數據集中每條記錄的信息都寫入多個 JSON 字段：

subject
body
category
Metadata:
- id
- filename

這一點很有必要，因為 NeMo Curator 中的許多數據管護操作必須知道要在每個記錄中操作哪個字段。這一結構允許 NeMo Curator 操作輕松地定位不同的數據集信息。

使用文檔構建器加載數據集

在 NeMo Curator 中，數據集表示為類型對象DocumentDataset.這提供了從磁盤加載各種格式的數據集的輔助工具。使用以下代碼加載數據集并開始使用：

from nemo_curator.datasets import DocumentDataset
# define `filepath` to be the path to the JSONL file created above.
dataset = DocumentDataset.read_json(filepath, add_filename=True)

您現在擁有了定義自定義數據集策管線和準備數據所需的一切。

使用現有工具統一 Unicode 格式

通常最好修復數據集中的所有 Unicode 問題，因為從在線來源抓取的文本可能包含不一致或 Unicode 錯誤。

為了修改文檔，NeMo Curator 提供了一個DocumentModifier界面以及Modify輔助程序，用于定義如何修改每個文檔中的給定文本。有關實現您自己的自定義文檔修改器的更多信息，請參閱文本清理和統一在上一篇文章中看到的部分內容。

在本示例中，應用UnicodeReformatter到數據集。由于每條記錄都有多個字段，因此請對數據集中的每個相關字段應用一次操作。這些操作可以通過Sequential類：

Sequential([
    Modify(UnicodeReformatter(), text_field="subject"),
    Modify(UnicodeReformatter(), text_field="body"),
    Modify(UnicodeReformatter(), text_field="category"),
])

設計自定義數據集過濾器

在許多 PEFT 用例中，優化數據集涉及過濾掉可能無關緊要或質量較低的記錄，或者那些具有特定不合適屬性的記錄。在電子郵件數據集中，有些電子郵件過長或為空。出于演示目的，通過實現自定義，從數據集中刪除所有此類記錄DocumentFilter類：

from nemo_curator.filters import DocumentFilter
 
class FilterEmailsWithLongBody(DocumentFilter):
    """
    If the email is too long, discard.
    """
 
    def __init__(self, max_length: int = 5000):
        super().__init__()
        self.max_length = max_length
 
    def score_document(self, text: str) -> bool:
        return len(text) <= self.max_length
 
    def keep_document(self, score) -> bool:
        return score
 
class FilterEmptyEmails(DocumentFilter):
    """
    Detects empty emails (either empty body, or labeled as empty).
    """
 
    def score_document(self, text: str) -> bool:
        return (
            not isinstance(text, str)  # The text is not a string
            or len(text.strip()) == 0  # The text is empty
            or "Empty message" in text  # The email is labeled as empty
        )
 
    def keep_document(self, score) -> bool:
        return score

我們FilterEmailsWithLongBodyclass 會計算所提供文本中的字符數，并返回True如果長度是可以接受的，或False否則。您必須在body每個記錄的字段。

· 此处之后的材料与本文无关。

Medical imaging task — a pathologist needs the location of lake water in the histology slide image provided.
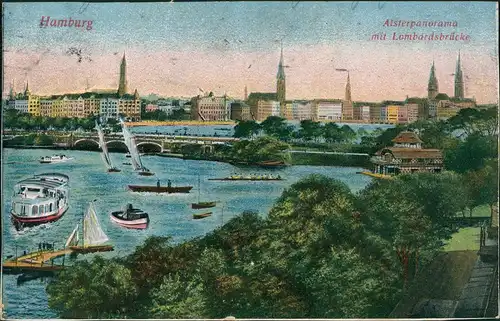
[2,149,371,319]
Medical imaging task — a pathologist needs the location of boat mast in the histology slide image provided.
[198,173,201,204]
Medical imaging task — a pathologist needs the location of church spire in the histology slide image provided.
[276,42,286,105]
[345,72,352,102]
[454,50,464,99]
[118,52,127,97]
[427,60,439,99]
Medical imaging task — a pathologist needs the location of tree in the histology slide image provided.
[444,133,498,173]
[149,274,207,319]
[47,257,137,318]
[233,120,261,138]
[298,119,322,141]
[260,116,293,140]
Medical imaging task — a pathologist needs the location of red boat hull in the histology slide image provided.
[128,185,193,194]
[10,206,69,229]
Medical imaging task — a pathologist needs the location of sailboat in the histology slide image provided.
[120,119,154,176]
[191,175,216,209]
[65,202,114,253]
[95,121,120,173]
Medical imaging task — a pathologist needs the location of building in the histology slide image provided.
[246,92,277,120]
[404,103,420,123]
[290,100,313,120]
[231,102,252,120]
[359,106,371,123]
[386,105,400,124]
[83,94,101,117]
[311,99,342,121]
[14,99,28,113]
[145,104,158,113]
[40,99,54,117]
[427,61,439,99]
[276,44,286,110]
[191,93,227,121]
[255,100,281,121]
[371,131,443,175]
[342,73,354,120]
[118,53,127,97]
[9,55,141,120]
[99,97,119,119]
[454,51,464,99]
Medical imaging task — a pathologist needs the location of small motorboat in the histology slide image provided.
[40,154,73,164]
[193,212,212,220]
[128,185,193,193]
[138,169,155,176]
[208,175,283,181]
[110,204,149,229]
[191,202,216,209]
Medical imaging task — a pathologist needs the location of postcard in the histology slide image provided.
[0,0,499,319]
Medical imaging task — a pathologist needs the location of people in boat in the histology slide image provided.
[123,203,132,219]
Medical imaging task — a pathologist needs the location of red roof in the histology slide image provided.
[392,132,423,144]
[375,147,443,159]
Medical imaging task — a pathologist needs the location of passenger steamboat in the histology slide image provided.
[11,173,69,230]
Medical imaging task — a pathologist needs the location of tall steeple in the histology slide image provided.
[118,52,127,97]
[9,80,16,100]
[276,42,286,108]
[24,80,31,97]
[345,72,352,102]
[454,50,464,99]
[427,60,439,99]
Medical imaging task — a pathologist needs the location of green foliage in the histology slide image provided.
[230,136,290,163]
[444,133,498,173]
[47,257,137,318]
[148,274,207,319]
[233,120,261,138]
[260,116,294,141]
[298,119,322,141]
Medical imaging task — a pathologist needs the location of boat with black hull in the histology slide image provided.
[110,204,149,229]
[11,173,69,230]
[191,175,217,209]
[128,185,193,194]
[193,212,212,220]
[95,121,121,173]
[208,175,284,181]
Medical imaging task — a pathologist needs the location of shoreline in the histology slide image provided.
[0,145,365,169]
[126,120,236,127]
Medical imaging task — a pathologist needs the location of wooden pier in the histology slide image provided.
[2,249,72,273]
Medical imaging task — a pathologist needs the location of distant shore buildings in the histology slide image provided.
[7,54,141,120]
[371,131,443,175]
[7,46,476,124]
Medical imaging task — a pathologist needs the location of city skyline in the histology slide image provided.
[3,2,498,103]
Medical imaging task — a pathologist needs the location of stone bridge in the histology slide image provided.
[2,132,239,152]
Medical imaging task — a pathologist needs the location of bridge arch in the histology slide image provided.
[73,138,100,150]
[136,142,163,153]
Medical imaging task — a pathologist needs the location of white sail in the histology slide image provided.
[83,203,109,246]
[120,119,145,171]
[96,123,113,169]
[64,224,78,247]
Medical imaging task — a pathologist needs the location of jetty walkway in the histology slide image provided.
[3,249,72,273]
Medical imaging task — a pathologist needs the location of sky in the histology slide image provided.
[2,1,498,103]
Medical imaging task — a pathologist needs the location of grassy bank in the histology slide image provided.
[291,153,370,168]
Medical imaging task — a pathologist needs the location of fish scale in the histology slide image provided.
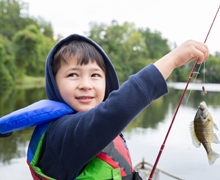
[191,101,220,165]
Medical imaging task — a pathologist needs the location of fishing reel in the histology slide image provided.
[0,132,13,138]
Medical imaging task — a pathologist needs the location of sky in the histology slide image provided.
[23,0,220,54]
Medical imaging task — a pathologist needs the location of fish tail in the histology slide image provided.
[208,151,220,165]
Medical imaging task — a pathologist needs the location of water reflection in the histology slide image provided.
[125,88,220,132]
[0,83,220,179]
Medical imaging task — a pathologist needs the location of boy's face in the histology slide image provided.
[55,57,106,112]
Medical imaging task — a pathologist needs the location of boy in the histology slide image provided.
[3,34,209,180]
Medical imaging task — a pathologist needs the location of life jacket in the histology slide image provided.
[27,123,141,180]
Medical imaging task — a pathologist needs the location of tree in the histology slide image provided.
[13,25,54,79]
[89,20,148,81]
[139,28,170,59]
[0,0,53,40]
[0,35,16,86]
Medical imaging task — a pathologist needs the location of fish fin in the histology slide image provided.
[212,133,220,144]
[190,122,201,148]
[208,151,220,165]
[213,123,218,131]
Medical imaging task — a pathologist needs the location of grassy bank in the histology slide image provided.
[16,76,45,89]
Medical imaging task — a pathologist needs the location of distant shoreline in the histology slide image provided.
[167,82,220,92]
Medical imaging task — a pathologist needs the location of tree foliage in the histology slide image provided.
[0,0,55,86]
[0,0,220,87]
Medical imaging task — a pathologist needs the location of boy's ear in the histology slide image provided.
[0,132,13,138]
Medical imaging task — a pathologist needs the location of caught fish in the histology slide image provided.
[190,101,220,165]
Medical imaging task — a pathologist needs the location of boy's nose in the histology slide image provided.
[78,80,92,90]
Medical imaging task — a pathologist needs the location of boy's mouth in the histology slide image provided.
[76,96,93,103]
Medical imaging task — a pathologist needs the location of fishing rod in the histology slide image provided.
[148,6,220,180]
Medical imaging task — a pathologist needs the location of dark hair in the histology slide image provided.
[52,41,106,77]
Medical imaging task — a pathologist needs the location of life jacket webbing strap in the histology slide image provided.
[107,172,142,180]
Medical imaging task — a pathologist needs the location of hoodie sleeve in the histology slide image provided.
[38,64,168,179]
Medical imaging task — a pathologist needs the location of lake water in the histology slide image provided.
[0,83,220,180]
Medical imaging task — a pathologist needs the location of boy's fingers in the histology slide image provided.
[195,42,209,62]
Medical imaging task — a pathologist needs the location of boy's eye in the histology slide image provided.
[68,73,77,77]
[92,74,100,77]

我們FilterEmptyEmails類檢查給定文本的類型和內容，以確定其是否為空電子郵件，并返回True如果電子郵件被視為空白，或者False否則。您必須在所有相關字段中明確應用此過濾器：subject, body以及category每條記錄的字段。

返回值與類的命名一致，可提高代碼的可讀性。但是，由于目標是丟棄空電子郵件，因此必須反轉此過濾器的結果。換言之，如果過濾器返回，則丟棄記錄True并在過濾器返回時保留記錄False.這可以通過提供相關標志來完成ScoreFilter輔助程序：

Sequential([
    # Apply only to the `body` field.
    ScoreFilter(FilterEmailsWithLongBody(), text_field="body", score_type=bool),
    # Apply to all fields, also invert the action.
    ScoreFilter(FilterEmptyEmails(), text_field="subject", score_type=bool, invert=True),
    ScoreFilter(FilterEmptyEmails(), text_field="body", score_type=bool, invert=True),
    ScoreFilter(FilterEmptyEmails(), text_field="category", score_type=bool, invert=True),
])

指定標志invert=True來指示ScoreFilter丟棄過濾器返回的文檔True.通過指定 score_type=bool為每個過濾器明確指定返回類型，以避免在執行期間進行類型推理。

編輯所有個人識別信息

接下來，定義處理步驟，以編輯每個記錄主題和正文中的所有個人識別信息 (PII)。此數據集包含許多 PII 實例，例如電子郵件、電話或傳真號碼、姓名和地址。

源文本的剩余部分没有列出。